Putin, superhéroe

El pasado mes de noviembre se celebró en el Ultra Modern Art Museum de Moscú una exposición de corte patriótico en la que, sin atisbo alguno de ironía, una veintena de artistas retrató al presidente Vladímir Putin como un personaje dotado de superpoderes. Entre las distintas piezas expuestas, sobre todo pinturas de enorme tamaño en estilo cómic, destacaba una escultura de Putin cabalgando sobre un oso y portando la bandera de la Federación Rusa. Cualquiera que visite las numerosas tiendas de recuerdos instaladas en el centro de Moscú encontrará un sinnúmero de objetos con la imagen del presidente (incluida la falsa imagen de Putin y el oso), transformada en un atractivo turístico a la altura de las murallas del Kremlin o de las cúpulas de la catedral de San Basilio.

Putin, para buena parte de los rusos y sobre todo para los medios de comunicación que lo alientan, se ha convertido en un superhéroe capaz de recuperar Crimea para la Madre Rusia, de poner en su lugar a los impertinentes líderes occidentales, de combatir el terrorismo sin que le tiemble el pulso, de forzar su criterio en Siria, de tomar la iniciativa en el plano internacional sin encomendarse a nadie y, en definitiva, de restablecer el orgullo perdido tras la demolición de la Unión Soviética. Tanto es así, que ganará las elecciones presidenciales del próximo domingo sin haber realizado una mínima campaña electoral, sin ningún programa electoral digno de tal nombre y sin rival que le haga sombra. Y lo hará por mayoría absoluta en la primera vuelta.

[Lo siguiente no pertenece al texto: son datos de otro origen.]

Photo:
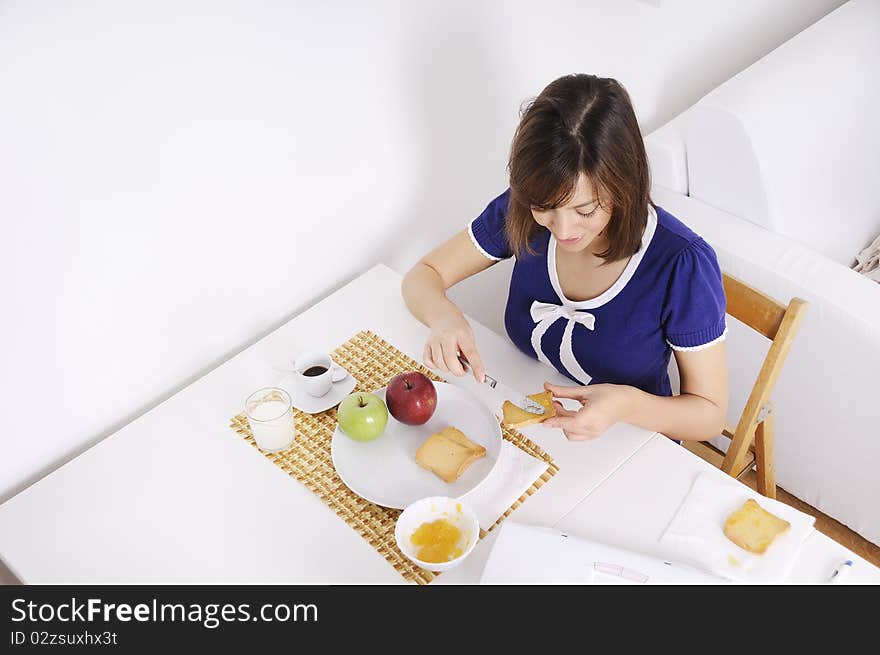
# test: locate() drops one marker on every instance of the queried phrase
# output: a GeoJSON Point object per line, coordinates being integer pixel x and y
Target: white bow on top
{"type": "Point", "coordinates": [546, 314]}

Las elecciones presidenciales en Rusia tienen el mismo interés que han podido tener las elecciones parlamentarias celebradas el pasado domingo en Cuba o la reunión de la Asamblea Popular Nacional de China en la que se ha reformado la Constitución para eliminar el límite de dos mandatos presidenciales. Uno y otro acontecimiento son importantes, sin duda, pero informan más de las carencias democráticas de ambos sistemas que de su normalidad política. Para Putin es su cuarta candidatura a unas elecciones presidenciales (tras las de 2000, 2004 y 2012, más el interregno de Dmitri Medvédev en 2008) cuya única curiosidad reside en saber si estará por encima o por debajo del 63,6% obtenido hace seis años.

La campaña, alejada del contraste de proyectos o de candidatos (los neutralizados de toda la vida y los recientemente excluidos), se ha centrado sobre todo en la repercusión que ha tenido el discurso de Putin sobre el estado de la nación celebrado el pasado 1 de marzo. En él, Putin, como si estuviéramos en 1980, presentó un nuevo misil balístico intercontinental capaz de eludir los escudos antimisiles occidentales. Consciente de que la economía no es en este momento su fuerte, jugó su mejor baza, la que desde que fue nombrado presidente hace 18 años mejor ha utilizado: la emoción patriótica y la reivindicación de la grandeza de Rusia frente a un entorno internacional hostil. Nacionalismo, victimismo y orgullo a partes iguales. La superioridad rusa que demuestra al mundo el verdadero lugar que ocupa.

El problema para Putin es que ni el mundo está excesivamente preocupado por sus gestos de poderío ni hay nadie, ni tan siquiera un Trump desorientado, dispuesto a seguirle el juego. El problema para el pueblo ruso es que los aspavientos del Kremlin no resuelven sus verdaderos problemas, que son de orden económico y social. El ruido generado en Occidente por la intervención mediática en diferentes procesos electorales y políticos en Estados Unidos y Europa o por casos como el ataque químico contra Serguéi Skripal, el espía envenenado recientemente en Reino Unido, ha dado lugar a conflictos diplomáticos de mayor o menor calado, pero sin excesiva trascendencia.

Putin ha demostrado ser capaz de diseñar siempre una buena táctica cuando de conservar el poder se trata, tanto en el control de su entorno y la represión de sus oponentes como en el planteamiento de los distintos procesos electorales, pero conforme pasan los años se evidencia que no tiene más estrategia para Rusia que la de mantenerse en el poder sobre una ola nacionalista que cada vez aleja más a su país de la posibilidad de transformar una economía decadente asentada en la extracción de materias primas, modernizar una Administración clientelar con escasa calidad de sus servicios públicos, alejar la corrupción y, en definitiva, poner en marcha políticas públicas capaces de revertir el coste social del modelo consolidado en Rusia a lo largo de sus mandatos.

Jesús de Andrés es profesor titular de Ciencia Política de la UNED.